The datacollider provides you with a straight-forward way to upload your own datasets. Uploaded datasets will only be available to you. You can upload your dataset either from the quick start section on dashboard page or the dataset page where.
After you clicked on the upload dataset button you will be guided through a series of steps to prepare your dataset for the user in the datacollider. This is necessary because the tool requires all data to be in the same internal format. But don’t worry the steps are pretty straight-forward:
In the beginning you’ll be asked to choose which kind of dataset you would like to prepare. Usually this would be a temporal dataset, meaning a dataset where each record has a timestamp to connect a certain event happening to a certain time. We’ll assume a temporal dataset (some open NYC taxi data) is used in this short guide, however the process is similar for other kinds of data.
First, you need to upload your raw dataset which. The data can be in a variety of formats, however each record needs to be on a separate line and all fields of a record must be separated by the same delimiter.

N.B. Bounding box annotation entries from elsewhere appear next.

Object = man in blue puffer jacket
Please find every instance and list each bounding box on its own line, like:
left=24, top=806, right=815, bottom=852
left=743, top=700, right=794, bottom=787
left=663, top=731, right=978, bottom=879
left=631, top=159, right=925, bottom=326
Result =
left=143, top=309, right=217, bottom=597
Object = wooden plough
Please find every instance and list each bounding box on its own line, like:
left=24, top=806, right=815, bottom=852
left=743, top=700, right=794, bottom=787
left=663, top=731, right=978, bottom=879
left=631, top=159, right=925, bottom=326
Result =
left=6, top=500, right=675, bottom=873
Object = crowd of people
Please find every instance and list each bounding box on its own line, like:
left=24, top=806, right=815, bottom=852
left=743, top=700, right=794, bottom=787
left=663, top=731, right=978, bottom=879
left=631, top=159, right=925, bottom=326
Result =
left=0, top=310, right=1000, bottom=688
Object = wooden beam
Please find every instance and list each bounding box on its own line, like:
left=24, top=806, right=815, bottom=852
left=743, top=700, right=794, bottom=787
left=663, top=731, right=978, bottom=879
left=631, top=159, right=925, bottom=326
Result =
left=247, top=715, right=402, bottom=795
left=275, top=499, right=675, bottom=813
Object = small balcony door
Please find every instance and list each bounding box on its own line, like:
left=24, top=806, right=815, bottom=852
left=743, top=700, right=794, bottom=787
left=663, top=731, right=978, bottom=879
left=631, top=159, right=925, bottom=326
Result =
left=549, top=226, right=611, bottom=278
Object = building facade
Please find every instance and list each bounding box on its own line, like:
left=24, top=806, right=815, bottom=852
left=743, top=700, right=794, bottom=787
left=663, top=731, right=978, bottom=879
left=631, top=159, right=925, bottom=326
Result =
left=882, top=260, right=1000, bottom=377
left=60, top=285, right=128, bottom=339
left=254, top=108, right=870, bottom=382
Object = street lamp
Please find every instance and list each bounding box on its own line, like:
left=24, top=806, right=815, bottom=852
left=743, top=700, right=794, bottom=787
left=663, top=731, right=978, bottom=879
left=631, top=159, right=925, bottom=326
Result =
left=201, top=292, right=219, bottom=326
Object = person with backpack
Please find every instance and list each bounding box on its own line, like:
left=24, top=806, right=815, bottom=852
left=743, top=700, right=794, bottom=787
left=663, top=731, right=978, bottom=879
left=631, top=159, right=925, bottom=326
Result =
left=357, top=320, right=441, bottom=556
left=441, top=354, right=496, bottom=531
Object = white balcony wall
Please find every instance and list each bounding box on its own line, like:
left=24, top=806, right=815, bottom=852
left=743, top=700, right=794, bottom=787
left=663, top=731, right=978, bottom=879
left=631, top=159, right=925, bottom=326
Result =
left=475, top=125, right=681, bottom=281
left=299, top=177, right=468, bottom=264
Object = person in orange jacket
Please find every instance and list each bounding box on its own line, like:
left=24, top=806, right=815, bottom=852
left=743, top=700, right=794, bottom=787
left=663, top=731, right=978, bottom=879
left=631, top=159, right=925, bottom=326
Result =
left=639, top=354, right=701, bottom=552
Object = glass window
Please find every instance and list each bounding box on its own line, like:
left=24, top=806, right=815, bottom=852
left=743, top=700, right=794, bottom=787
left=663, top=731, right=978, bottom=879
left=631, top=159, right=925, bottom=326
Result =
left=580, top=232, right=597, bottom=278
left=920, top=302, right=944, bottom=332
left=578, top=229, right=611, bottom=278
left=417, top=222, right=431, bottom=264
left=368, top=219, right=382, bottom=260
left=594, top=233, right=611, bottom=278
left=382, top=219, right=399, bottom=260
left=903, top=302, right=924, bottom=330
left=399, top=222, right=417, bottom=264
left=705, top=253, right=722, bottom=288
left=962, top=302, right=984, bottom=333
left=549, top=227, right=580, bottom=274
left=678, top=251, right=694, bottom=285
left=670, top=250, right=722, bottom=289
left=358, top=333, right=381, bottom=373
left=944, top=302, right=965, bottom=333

In our case, we are using a comma separated file for the New York taxi dataset. If your dataset consists of multiple files, you should upload all of them now because they cannot be added to the dataset later.
As a second step, you need to specify the file structure of your file. The first field asks you to pick the line number of header names, this simplifies the process later on where you would give a name to each field. If your dataset doesn’t have headers, you can leave this blank. The second and third line indicate the syntax of your file. The second option allows you to ignore lines starting with a certain prefix (such as ‘#’ for comments). The third parameter then specifies the field delimiter (for CSV this would be comma). Once you entered the parameters you can click the Parse sample data button to see whether your file was parsed correctly.

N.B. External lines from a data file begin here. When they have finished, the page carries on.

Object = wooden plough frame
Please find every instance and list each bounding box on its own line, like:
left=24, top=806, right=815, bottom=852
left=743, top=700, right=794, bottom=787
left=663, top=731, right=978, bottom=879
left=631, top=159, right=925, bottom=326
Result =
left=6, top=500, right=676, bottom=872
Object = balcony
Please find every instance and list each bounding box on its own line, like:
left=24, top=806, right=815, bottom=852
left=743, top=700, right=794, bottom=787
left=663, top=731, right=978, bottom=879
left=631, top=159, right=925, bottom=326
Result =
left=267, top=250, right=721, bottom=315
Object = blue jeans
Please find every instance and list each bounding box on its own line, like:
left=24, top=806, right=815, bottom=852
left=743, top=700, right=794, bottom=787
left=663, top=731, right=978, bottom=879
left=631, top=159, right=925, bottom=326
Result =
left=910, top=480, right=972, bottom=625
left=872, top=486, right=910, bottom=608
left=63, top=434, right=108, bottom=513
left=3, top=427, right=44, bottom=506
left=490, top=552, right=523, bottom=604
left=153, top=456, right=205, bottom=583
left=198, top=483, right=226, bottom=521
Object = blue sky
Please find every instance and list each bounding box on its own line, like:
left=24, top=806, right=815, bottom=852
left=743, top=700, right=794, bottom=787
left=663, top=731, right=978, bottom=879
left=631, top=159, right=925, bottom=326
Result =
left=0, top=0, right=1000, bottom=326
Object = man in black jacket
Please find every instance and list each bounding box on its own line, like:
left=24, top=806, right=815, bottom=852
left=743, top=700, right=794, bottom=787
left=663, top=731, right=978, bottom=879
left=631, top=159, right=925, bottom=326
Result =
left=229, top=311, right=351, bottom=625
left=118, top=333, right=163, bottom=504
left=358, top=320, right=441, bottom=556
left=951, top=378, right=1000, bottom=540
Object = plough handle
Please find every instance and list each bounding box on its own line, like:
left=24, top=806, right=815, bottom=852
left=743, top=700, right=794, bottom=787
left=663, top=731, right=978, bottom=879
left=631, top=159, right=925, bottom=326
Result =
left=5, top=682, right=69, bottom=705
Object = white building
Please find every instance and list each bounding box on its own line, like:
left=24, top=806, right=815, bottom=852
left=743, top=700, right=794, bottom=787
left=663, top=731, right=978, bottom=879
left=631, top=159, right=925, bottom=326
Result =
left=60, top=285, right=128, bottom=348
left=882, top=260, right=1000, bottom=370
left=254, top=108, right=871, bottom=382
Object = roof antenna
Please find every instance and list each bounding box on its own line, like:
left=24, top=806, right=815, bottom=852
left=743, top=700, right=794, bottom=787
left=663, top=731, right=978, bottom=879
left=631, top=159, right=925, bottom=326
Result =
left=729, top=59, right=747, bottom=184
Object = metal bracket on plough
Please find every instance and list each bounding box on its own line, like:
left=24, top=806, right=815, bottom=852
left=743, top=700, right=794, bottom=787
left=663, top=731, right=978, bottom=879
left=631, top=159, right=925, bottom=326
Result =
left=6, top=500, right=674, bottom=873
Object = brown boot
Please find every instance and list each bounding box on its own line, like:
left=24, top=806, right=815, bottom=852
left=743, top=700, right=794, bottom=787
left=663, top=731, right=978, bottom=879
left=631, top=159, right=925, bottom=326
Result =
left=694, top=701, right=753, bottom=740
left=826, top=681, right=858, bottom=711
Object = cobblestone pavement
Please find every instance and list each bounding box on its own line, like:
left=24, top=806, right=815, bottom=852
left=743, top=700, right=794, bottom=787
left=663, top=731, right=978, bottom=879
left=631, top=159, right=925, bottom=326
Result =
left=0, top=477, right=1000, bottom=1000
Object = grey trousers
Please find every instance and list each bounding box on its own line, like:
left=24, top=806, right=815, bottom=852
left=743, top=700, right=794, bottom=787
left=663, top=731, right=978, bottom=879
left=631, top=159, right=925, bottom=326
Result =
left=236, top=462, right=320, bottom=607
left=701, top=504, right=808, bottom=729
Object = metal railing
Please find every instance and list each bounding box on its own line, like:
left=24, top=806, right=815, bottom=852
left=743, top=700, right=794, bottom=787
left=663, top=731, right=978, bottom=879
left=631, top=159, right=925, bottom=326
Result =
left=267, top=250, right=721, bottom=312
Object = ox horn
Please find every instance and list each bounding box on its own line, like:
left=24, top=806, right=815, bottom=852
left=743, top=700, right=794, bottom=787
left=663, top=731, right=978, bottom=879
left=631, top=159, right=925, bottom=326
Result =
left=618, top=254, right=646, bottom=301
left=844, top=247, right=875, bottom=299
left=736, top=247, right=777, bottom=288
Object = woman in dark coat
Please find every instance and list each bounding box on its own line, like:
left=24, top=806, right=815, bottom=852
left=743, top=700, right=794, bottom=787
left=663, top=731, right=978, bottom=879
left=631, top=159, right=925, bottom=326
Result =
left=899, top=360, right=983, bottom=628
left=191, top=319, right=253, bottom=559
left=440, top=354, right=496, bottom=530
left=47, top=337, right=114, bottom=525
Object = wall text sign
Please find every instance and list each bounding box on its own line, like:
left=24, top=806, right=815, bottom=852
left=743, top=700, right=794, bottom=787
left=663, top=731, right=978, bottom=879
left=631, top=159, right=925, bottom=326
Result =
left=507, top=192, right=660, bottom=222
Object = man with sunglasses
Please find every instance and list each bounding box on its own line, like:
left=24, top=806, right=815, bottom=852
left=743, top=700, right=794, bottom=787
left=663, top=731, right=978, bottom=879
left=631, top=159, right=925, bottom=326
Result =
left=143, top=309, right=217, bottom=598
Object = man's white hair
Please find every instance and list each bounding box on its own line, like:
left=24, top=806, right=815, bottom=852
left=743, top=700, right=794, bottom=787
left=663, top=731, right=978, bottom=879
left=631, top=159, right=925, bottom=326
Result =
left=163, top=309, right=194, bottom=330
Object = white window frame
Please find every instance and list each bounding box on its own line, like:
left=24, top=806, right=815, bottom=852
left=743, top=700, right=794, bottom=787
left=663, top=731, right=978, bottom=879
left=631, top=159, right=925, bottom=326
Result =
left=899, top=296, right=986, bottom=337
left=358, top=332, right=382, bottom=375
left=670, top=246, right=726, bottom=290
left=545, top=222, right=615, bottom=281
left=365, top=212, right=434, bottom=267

On the third page, you’ll need to declare the details for each fields. These contains name, (optional) description, value range, data type and an optional alternative null value. Please see the screenshot below for an example. We defined the medallion ID as a field of type String, the trip time in seconds as a field of type long (which is basically a integer) and the latitude and longitude fields of type double (a floating point number).

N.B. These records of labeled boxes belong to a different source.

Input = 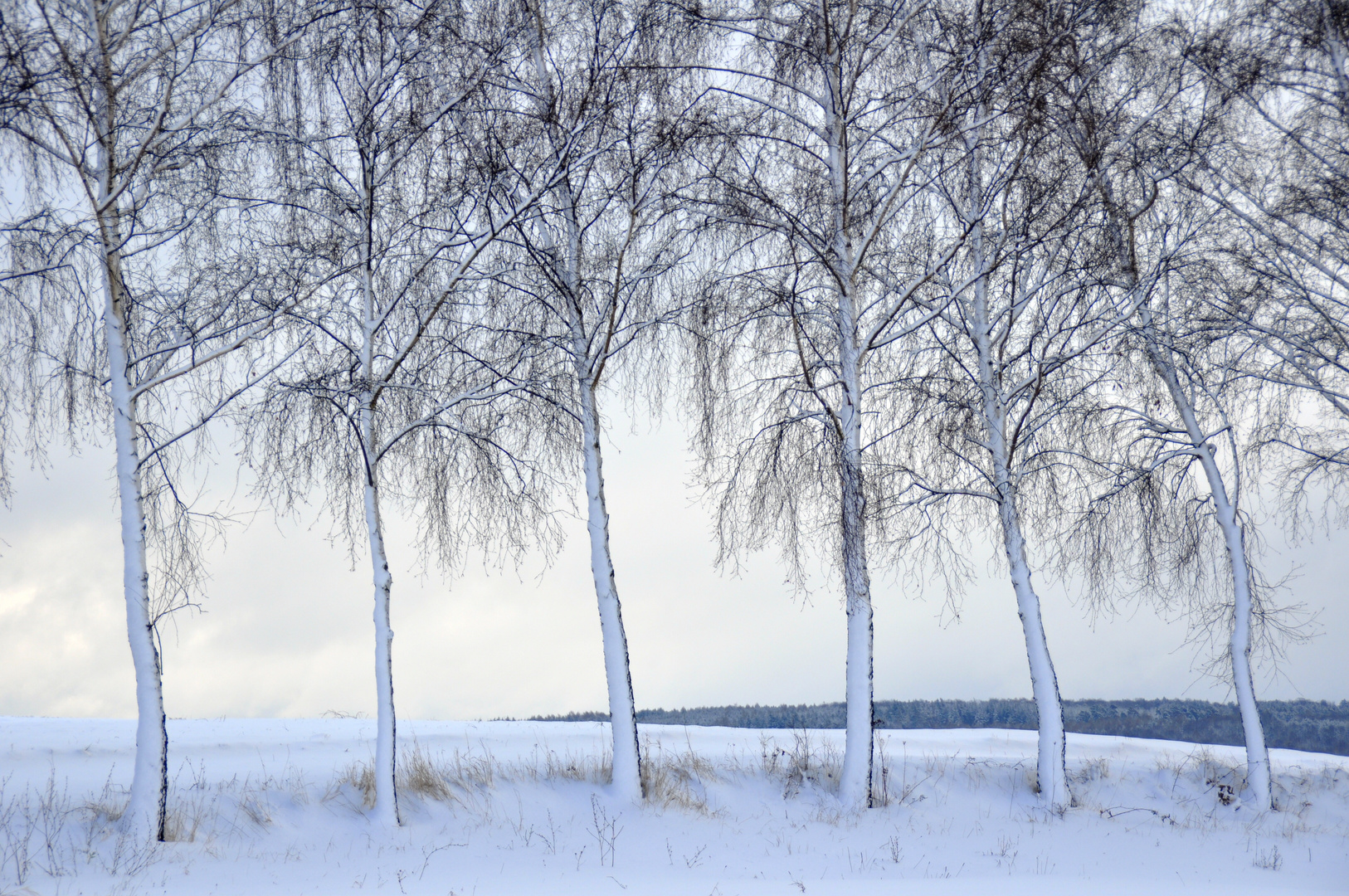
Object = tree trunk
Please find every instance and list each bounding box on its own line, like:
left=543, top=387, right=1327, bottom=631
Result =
left=839, top=358, right=874, bottom=808
left=366, top=476, right=399, bottom=825
left=580, top=380, right=642, bottom=803
left=970, top=144, right=1069, bottom=812
left=998, top=483, right=1071, bottom=812
left=93, top=57, right=168, bottom=840
left=1142, top=334, right=1275, bottom=810
left=104, top=264, right=168, bottom=840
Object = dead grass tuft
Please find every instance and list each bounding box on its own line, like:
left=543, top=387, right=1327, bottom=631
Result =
left=642, top=738, right=720, bottom=815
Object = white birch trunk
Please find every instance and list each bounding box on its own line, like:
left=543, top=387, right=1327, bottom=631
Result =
left=89, top=29, right=168, bottom=840
left=1142, top=332, right=1275, bottom=810
left=360, top=150, right=401, bottom=825
left=104, top=264, right=168, bottom=840
left=998, top=491, right=1071, bottom=812
left=970, top=134, right=1071, bottom=812
left=580, top=380, right=642, bottom=803
left=802, top=45, right=875, bottom=808
left=366, top=464, right=399, bottom=825
left=839, top=324, right=874, bottom=808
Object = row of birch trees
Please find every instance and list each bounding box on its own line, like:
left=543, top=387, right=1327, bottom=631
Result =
left=0, top=0, right=1349, bottom=838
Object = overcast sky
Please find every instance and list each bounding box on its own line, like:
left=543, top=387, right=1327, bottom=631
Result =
left=0, top=404, right=1349, bottom=718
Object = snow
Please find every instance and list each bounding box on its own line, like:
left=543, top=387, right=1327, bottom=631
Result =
left=0, top=718, right=1349, bottom=896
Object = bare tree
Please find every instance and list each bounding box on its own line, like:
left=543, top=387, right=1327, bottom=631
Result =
left=1183, top=0, right=1349, bottom=525
left=1059, top=5, right=1274, bottom=807
left=687, top=0, right=966, bottom=807
left=237, top=0, right=558, bottom=825
left=485, top=0, right=700, bottom=801
left=894, top=2, right=1154, bottom=812
left=0, top=0, right=306, bottom=840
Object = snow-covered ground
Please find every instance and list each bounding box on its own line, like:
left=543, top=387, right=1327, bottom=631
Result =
left=0, top=718, right=1349, bottom=896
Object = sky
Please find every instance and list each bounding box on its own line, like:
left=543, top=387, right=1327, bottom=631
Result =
left=0, top=404, right=1349, bottom=719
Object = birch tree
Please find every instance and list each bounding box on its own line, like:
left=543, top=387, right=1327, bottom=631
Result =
left=2, top=0, right=306, bottom=840
left=687, top=0, right=965, bottom=808
left=896, top=2, right=1149, bottom=812
left=246, top=0, right=556, bottom=825
left=1185, top=0, right=1349, bottom=522
left=1056, top=5, right=1272, bottom=808
left=499, top=0, right=703, bottom=801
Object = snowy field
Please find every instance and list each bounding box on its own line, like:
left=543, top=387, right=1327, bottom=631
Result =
left=0, top=718, right=1349, bottom=896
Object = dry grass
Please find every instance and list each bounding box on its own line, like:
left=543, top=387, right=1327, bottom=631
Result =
left=642, top=738, right=722, bottom=815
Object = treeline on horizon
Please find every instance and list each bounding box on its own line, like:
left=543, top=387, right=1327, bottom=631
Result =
left=530, top=699, right=1349, bottom=756
left=0, top=0, right=1349, bottom=840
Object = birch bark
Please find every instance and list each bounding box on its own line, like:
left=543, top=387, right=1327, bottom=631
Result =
left=1140, top=324, right=1275, bottom=810
left=89, top=32, right=168, bottom=840
left=967, top=123, right=1071, bottom=812
left=580, top=375, right=642, bottom=801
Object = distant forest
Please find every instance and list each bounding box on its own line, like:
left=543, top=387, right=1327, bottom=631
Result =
left=532, top=700, right=1349, bottom=756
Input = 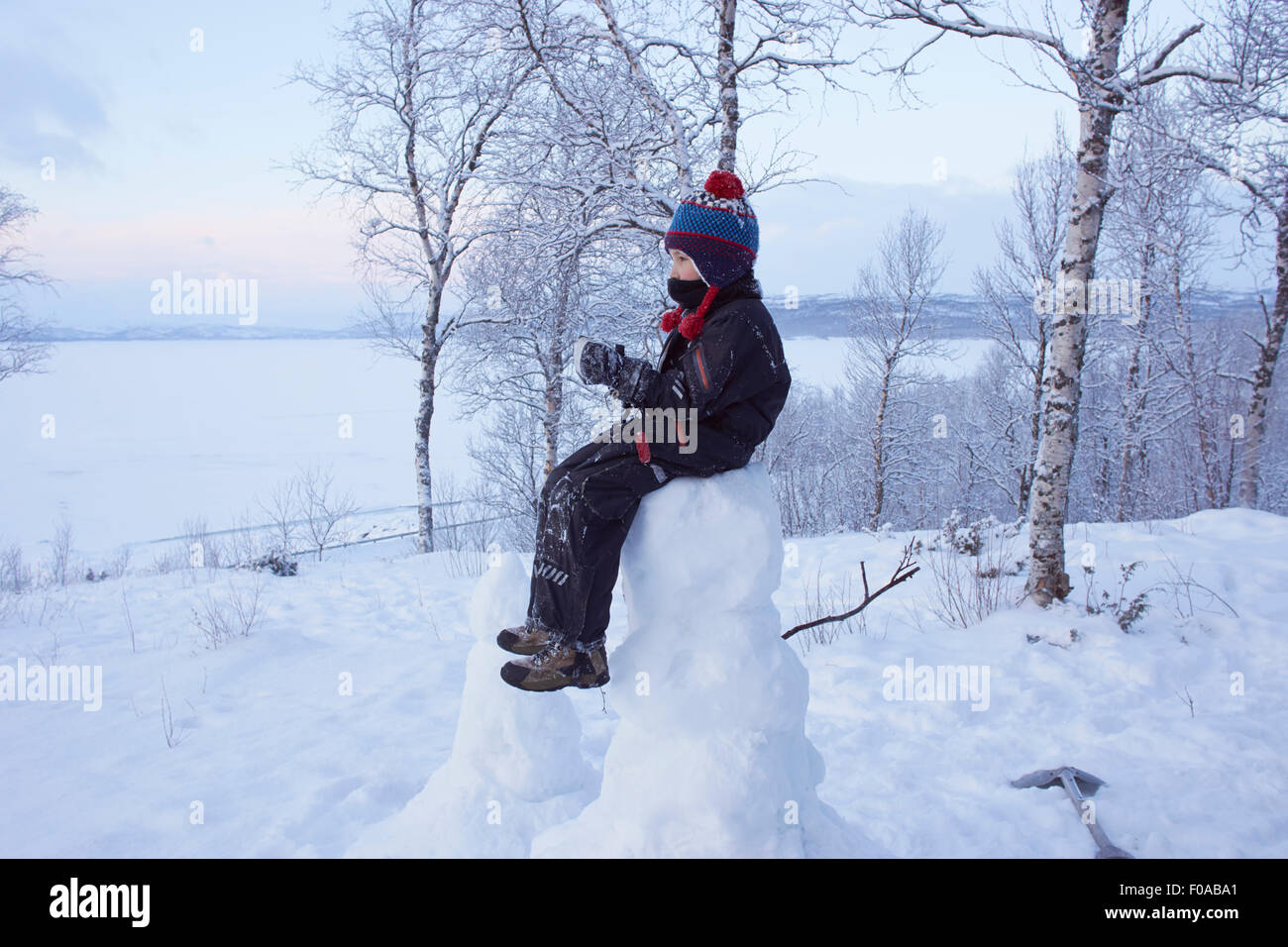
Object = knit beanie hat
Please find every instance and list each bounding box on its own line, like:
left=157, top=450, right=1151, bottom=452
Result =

Since we are preparing a temporal dataset, we need to select the field in each record that represents the event time. In our case, we use the pickup date as the timestamp (however you can also select multiple fields for example if your time information is split in a date and time field).
Once you select the fields and pressed next, you will have to enter the format of your timestamp and the time zone your time is in. The description of the syntax for the date format can be found at the link specified. Please also not the example below to get a better understanding of how this works.
And that’s it. One you entered all this information, you can click on the start structuring button to start. The processing time depends on your data file size. We’ll send you an email when the dataset is ready to use. For small datasets, this should only take a few minutes. Once you got the email, log in back to the datacollider and you will see your new dataset in the list of datasets available to you.